PCP JCP fond, 28 juin 2024 — 24/01669

Fait droit à une partie des demandes du ou des demandeurs en accordant des délais d'exécution au défendeur Cour de cassation — PCP JCP fond

Texte intégral

TRIBUNAL JUDICIAIRE DE PARIS [1]

[1] Copie conforme délivrée le : à :

Copie exécutoire délivrée le : à : Me Maya GHOZALI ; Monsieur [E] [M] ; Madame [T] [G] épouse [M] ; Monsieur [Z] [M]

Pôle civil de proximité ■

PCP JCP fond N° RG 24/01669 - N° Portalis 352J-W-B7I-C37U4

N° MINUTE : 8-2024

JUGEMENT rendu le vendredi 28 juin 2024

DEMANDEURS Monsieur [C] [P] [V] [D], demeurant C/O Consultants Immobilier Gestion - [Adresse 3] représenté par Me Maya GHOZALI, avocat au barreau de PARIS, vestiaire : #D0152

Madame [B] [A] [X] [W] épouse [D], demeurant C/O Consultants Immobilier Gestion - [Adresse 3] représentée par Me Maya GHOZALI, avocat au barreau de PARIS, vestiaire : #D0152

DÉFENDEURS Monsieur [E] [M], demeurant [Adresse 2] non comparant, ni représenté

Madame [T] [G] épouse [M], demeurant [Adresse 2] non comparante, ni représentée

Monsieur [Z] [M], demeurant [Adresse 1] non comparant, ni représenté

COMPOSITION DU TRIBUNAL Franck RENAUD, Juge, juge des contentieux de la protection assisté de Antonio FILARETO, Greffier,

Décision du 28 juin 2024 PCP JCP fond - N° RG 24/01669 - N° Portalis 352J-W-B7I-C37U4

DATE DES DÉBATS Audience publique du 30 avril 2024 Délibéré le 28 juin 2024

JUGEMENT réputé contradictoire, en premier ressort, prononcé par mise à disposition le 28 juin 2024 par Franck RENAUD, Juge assisté de Antonio FILARETO, Greffier

Décision du 28 juin 2024 PCP JCP fond - N° RG 24/01669 - N° Portalis 352J-W-B7I-C37U4

EXPOSÉ DU LITIGE

Par acte sous seing privé du 21 janvier 2022, monsieur [C] [D] et madame [B] [D], née [W], (ci-après le bailleur) ont consenti à monsieur [E] [M] et à madame [T] [M], née [G], (ci-après les locataires) un bail à usage d’habitation principale portant sur un appartement situé [Adresse 2] à [Localité 4] .

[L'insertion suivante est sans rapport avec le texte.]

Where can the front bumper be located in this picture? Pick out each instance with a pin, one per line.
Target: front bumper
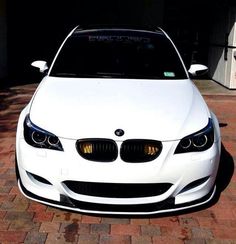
(192, 178)
(144, 209)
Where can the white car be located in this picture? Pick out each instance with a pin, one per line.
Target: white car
(117, 127)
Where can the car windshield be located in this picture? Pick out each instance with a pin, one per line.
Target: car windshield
(118, 54)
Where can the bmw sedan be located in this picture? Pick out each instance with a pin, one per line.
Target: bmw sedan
(116, 126)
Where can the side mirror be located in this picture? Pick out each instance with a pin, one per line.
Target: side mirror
(198, 69)
(41, 65)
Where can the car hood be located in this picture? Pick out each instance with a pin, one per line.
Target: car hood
(78, 108)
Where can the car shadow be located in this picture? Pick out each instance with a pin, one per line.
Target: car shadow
(224, 175)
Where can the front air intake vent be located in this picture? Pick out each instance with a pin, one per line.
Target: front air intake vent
(101, 150)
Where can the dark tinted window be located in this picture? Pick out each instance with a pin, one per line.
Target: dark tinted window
(119, 54)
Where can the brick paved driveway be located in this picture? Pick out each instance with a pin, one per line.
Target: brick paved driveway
(25, 221)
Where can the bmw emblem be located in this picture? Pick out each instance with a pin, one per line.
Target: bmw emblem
(119, 132)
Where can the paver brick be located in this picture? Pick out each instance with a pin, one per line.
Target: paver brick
(34, 237)
(12, 236)
(88, 239)
(114, 239)
(100, 228)
(125, 230)
(150, 230)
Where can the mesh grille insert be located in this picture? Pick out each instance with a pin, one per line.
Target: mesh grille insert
(102, 150)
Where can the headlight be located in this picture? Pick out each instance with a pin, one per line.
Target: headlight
(197, 142)
(40, 138)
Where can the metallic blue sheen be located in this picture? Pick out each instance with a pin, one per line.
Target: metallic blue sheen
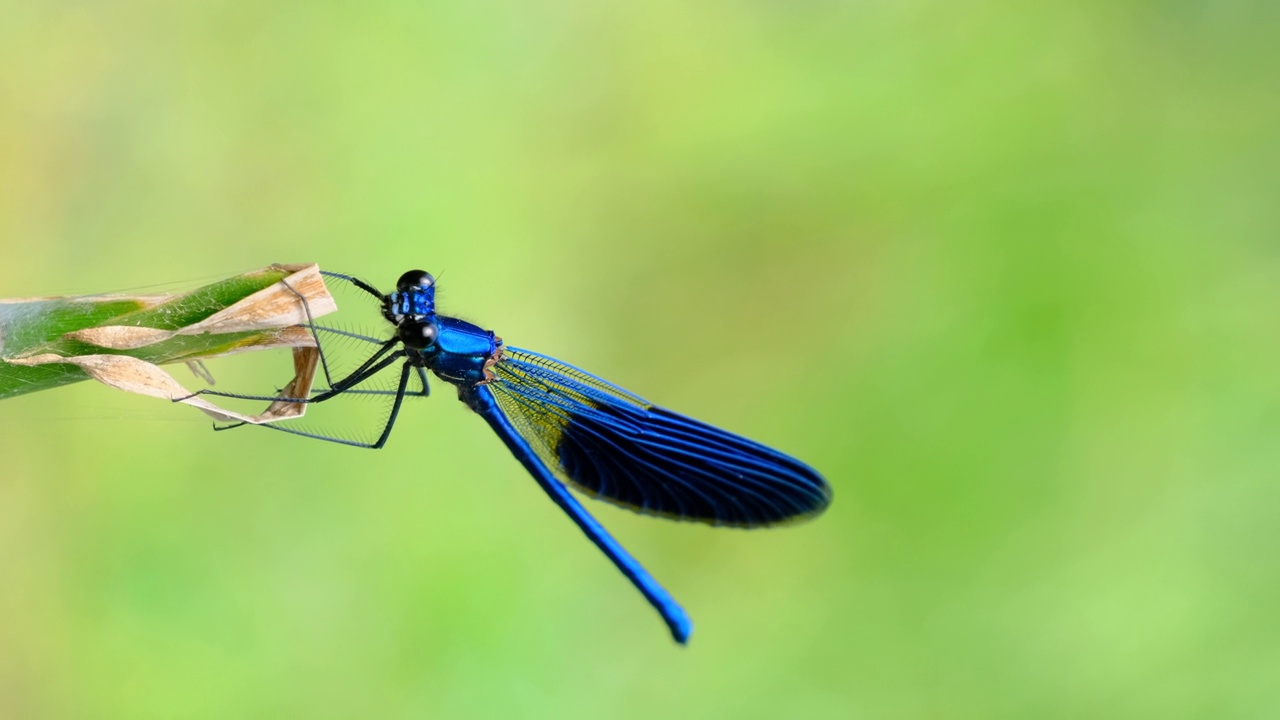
(570, 428)
(480, 399)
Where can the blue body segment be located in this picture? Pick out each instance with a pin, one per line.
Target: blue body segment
(461, 351)
(483, 402)
(412, 302)
(570, 428)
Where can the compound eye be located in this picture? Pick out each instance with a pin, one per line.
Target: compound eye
(419, 335)
(415, 279)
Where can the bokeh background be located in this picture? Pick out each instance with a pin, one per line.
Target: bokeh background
(1006, 273)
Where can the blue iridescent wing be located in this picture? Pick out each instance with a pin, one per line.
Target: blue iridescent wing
(483, 401)
(618, 447)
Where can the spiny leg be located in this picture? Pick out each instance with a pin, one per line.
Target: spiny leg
(369, 368)
(375, 445)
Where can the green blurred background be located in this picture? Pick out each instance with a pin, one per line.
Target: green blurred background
(1006, 274)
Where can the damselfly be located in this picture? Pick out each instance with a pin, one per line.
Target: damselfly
(571, 428)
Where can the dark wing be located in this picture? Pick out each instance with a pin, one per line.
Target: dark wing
(618, 447)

Monsieur [Z] [M] s’est porté caution solidaire jusqu’au 31 janvier 2028, pour un montant maximum de 275.760 €.

Par lettre recommandée avec avis de réception du 12 septembre 2023, les locataires ont fait part au bailleur de leur intention de résilier le contrat de location et de quitter les lieux le 31 octobre 2023. Or, ils se sont maintenus dans l’appartement, après avoir sollicité le 19 octobre 2023 une prolongation de préavis qui n’a pas été acceptée par le bailleur.

Par acte du 27 décembre 2023, le bailleur a fait assigner les locataires ainsi que la caution solidaire devant ce tribunal aux fins suivantes : -constat de la validité du congé délivré, et de la résiliation du bail au 31 octobre 2023, -expulsion sous astreinte financière journalière des défendeurs et de tous occupants de leur chef, avec le cas échéant l’assistance de la force publique et d’un serrurier, -transport et séquestration des meubles et effets se trouvant dans les lieux dans tel garde-meubles au choix du bailleur, aux frais et risques des époux [M], -fixation d’une indemnité d’occupation égale à 3.622,46 €, charges de 300 € en sus, jusqu’à la libération effective des lieux, et condamnation solidaire des trois défendeurs à son paiement, jusqu'à la libération effective des lieux, -paiement solidairement par les défendeurs d’un arriéré locatif d’un montant de 11.857,38 €, au 31 décembre 2023, -condamnation solidairement des défendeurs à payer la somme de 3.000 € pour frais irrépétibles et à supporter les dépens, - le tout sous le bénéfice de l’exécution provisoire.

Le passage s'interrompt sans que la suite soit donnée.